Just interested, since it is easy to work around.
% ------------
clear;
minx = 1;
maxx = 2;
stepx = .1;
x = minx:stepx:maxx;
k = 0;
z = zeros(size(x));
for y = minx:stepx:maxx
k = k+1;
z(k) = y;
end
plot(x==z)
% -------------------

Answers (3)

Andrei Bobrov
Andrei Bobrov on 8 Feb 2012
instead x==z, use abs(x - z) < 100*eps

Walter Roberson
Walter Roberson on 8 Feb 2012

Matt Tearle
Matt Tearle on 8 Feb 2012
This is truly weird, and the short answer is that I don't know why it's doing that. The values to loop over should be evaluated in the same way as x, as far as I'm aware.
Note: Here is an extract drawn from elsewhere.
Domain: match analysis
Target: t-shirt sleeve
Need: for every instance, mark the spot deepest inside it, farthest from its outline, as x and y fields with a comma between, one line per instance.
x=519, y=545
I'm guessing that there's some magic going on in the JIT that results in 0.7 being calculated slightly differently, but how or why... I have no idea.
The a:dx:b syntax is actually clever about how it deals with roundoff, in that it doesn't just accumulate values. However, it appears that in the for-loop, it is doing x(k) = a + (k-1)*dx (but vectorized, not as a loop: x(k) = x(k-1) + dx). Weird. Here's an experiment that expands on what you did:
minx = 1;
maxx = 2;
stepx = .1;
x = minx:stepx:maxx;
z1 = zeros(size(x));
z1(1) = minx;
for k = 2:length(z1)
z1(k) = z1(k-1) + stepx;
end
k = 0;
z2 = zeros(size(x));
for y = minx:stepx:maxx
k = k+1;
z2(k) = y;
end
z3 = minx + ((1:length(x))-1)*stepx;
all(x==z1)
all(x==z2)
all(x==z3)
all(z1==z3)
all(z2==z3)
You can see that the for-loop version is giving the same as xmin + dx*(0:n-1), but the simple assignment is being even smarter and giving the rounded values.